Metadata indexer and query service used for AnVIL, HCA, LungMAP, and CGP
Apache License 2.0
6 stars 2 forks source link

Some contributions by analysis bundles are redundant #3362

Open hannes-ucsc opened 3 years ago

hannes-ucsc commented 3 years ago

Continued from https://github.com/DataBiosphere/azul/issues/2909#issuecomment-904083511

When indexing an analysis subgraph only make contributions that are genuinely different from those made when a stitched-on input subgraph is indexed separately.

Since we don't want to read contributions before making any and can't easily constrain the indexing order of analysis subgraphs in relation to input subgraphs, we can't achieve this goal by naively comparing contributions.

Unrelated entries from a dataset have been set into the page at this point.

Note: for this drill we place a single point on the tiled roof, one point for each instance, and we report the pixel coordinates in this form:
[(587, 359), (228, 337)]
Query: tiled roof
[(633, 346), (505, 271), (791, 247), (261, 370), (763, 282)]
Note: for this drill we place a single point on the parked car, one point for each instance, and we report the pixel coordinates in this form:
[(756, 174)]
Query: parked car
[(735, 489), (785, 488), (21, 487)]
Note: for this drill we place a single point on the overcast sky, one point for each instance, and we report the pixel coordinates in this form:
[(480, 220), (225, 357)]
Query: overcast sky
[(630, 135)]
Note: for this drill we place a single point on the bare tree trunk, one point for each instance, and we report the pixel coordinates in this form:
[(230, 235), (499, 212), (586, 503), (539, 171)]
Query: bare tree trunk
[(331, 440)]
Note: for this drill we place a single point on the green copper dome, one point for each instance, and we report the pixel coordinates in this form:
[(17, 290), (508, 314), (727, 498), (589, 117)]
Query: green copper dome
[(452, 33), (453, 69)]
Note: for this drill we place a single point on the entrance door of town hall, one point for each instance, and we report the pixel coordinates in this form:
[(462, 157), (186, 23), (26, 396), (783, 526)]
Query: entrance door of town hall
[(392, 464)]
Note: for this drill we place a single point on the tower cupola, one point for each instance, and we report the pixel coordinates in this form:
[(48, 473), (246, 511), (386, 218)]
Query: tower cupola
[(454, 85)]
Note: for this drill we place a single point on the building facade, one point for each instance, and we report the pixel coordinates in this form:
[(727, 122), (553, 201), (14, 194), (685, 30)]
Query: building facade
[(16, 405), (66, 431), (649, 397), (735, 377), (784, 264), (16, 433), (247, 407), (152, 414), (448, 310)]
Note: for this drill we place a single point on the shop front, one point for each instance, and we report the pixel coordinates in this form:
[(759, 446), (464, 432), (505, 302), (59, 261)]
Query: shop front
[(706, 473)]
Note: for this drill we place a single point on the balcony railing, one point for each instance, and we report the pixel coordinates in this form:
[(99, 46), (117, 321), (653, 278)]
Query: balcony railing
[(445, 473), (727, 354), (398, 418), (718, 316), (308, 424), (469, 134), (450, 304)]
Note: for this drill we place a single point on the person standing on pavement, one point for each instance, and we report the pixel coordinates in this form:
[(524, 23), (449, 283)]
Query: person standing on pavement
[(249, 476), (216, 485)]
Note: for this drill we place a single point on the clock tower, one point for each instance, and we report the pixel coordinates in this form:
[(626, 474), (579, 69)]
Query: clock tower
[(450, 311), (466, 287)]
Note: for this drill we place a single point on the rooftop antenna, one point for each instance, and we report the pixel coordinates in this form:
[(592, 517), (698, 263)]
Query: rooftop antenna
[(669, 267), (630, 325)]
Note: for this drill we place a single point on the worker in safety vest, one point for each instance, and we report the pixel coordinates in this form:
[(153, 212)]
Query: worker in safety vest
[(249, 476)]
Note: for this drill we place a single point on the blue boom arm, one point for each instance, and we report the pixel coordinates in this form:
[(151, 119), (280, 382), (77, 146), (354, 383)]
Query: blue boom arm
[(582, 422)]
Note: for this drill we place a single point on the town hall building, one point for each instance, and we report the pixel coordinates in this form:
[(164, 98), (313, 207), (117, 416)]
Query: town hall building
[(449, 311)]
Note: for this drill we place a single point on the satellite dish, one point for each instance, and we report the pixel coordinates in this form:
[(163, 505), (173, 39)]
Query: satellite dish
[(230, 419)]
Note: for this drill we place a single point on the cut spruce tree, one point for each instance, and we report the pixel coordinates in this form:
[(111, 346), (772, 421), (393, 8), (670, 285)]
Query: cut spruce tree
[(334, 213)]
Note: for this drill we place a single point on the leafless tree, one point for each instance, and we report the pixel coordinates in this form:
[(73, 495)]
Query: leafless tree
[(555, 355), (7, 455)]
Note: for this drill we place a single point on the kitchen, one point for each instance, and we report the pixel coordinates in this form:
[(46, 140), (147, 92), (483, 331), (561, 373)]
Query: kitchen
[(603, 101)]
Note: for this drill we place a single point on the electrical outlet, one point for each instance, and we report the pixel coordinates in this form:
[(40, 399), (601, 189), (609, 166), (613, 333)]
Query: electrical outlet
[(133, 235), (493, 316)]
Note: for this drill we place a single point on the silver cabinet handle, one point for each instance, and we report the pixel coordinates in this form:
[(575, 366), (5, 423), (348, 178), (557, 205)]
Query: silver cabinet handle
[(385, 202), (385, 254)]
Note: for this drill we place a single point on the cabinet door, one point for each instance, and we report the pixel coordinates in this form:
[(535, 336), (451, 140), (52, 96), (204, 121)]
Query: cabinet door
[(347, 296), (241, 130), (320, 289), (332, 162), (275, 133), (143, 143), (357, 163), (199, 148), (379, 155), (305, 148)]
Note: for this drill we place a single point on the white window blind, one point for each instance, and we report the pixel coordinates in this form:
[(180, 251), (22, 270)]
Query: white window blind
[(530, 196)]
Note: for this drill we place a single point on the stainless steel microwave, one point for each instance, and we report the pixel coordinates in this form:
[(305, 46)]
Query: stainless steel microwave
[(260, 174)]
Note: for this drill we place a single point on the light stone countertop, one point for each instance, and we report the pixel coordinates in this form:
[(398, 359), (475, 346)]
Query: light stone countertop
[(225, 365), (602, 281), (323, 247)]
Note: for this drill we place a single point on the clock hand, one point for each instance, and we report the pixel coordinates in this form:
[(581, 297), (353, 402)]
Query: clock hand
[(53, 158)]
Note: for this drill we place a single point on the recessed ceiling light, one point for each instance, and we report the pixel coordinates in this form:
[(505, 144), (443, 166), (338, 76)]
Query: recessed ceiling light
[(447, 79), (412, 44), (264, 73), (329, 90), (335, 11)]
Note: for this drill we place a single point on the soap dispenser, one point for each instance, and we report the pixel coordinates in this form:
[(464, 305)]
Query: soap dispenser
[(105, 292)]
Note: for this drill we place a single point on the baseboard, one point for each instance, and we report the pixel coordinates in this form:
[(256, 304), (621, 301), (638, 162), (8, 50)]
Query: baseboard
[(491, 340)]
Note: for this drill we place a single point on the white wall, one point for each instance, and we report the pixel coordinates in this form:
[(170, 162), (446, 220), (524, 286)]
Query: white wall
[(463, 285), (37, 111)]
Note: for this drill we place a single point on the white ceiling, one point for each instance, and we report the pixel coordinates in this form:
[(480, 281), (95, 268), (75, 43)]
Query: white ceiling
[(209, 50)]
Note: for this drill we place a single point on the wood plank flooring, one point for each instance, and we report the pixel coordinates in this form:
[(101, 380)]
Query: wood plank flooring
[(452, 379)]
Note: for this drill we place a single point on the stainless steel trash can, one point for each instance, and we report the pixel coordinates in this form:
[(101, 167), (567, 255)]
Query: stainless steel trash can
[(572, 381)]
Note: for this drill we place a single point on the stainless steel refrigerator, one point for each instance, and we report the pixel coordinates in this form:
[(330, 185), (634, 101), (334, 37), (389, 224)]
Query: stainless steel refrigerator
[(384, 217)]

Instead, we'll stop contributing inner entities from stitched subgraphs to outer entities from stitched subgraphs, and, if a contribution ends up being empty, we simply skip writing it.

While implementing this, reconsider any restrictions on the graph traversal and enumeration of entities if those restrictions are based on the is_stitched property. Generally it is easier to not restrict traversal/enumeration by is_stitched and let the above filtering take care of any redundancies.

hannes-ucsc commented 5 months ago

The need for stitching went away since BI isn't doing large-scale, harmonizing analysis for HCA anymore.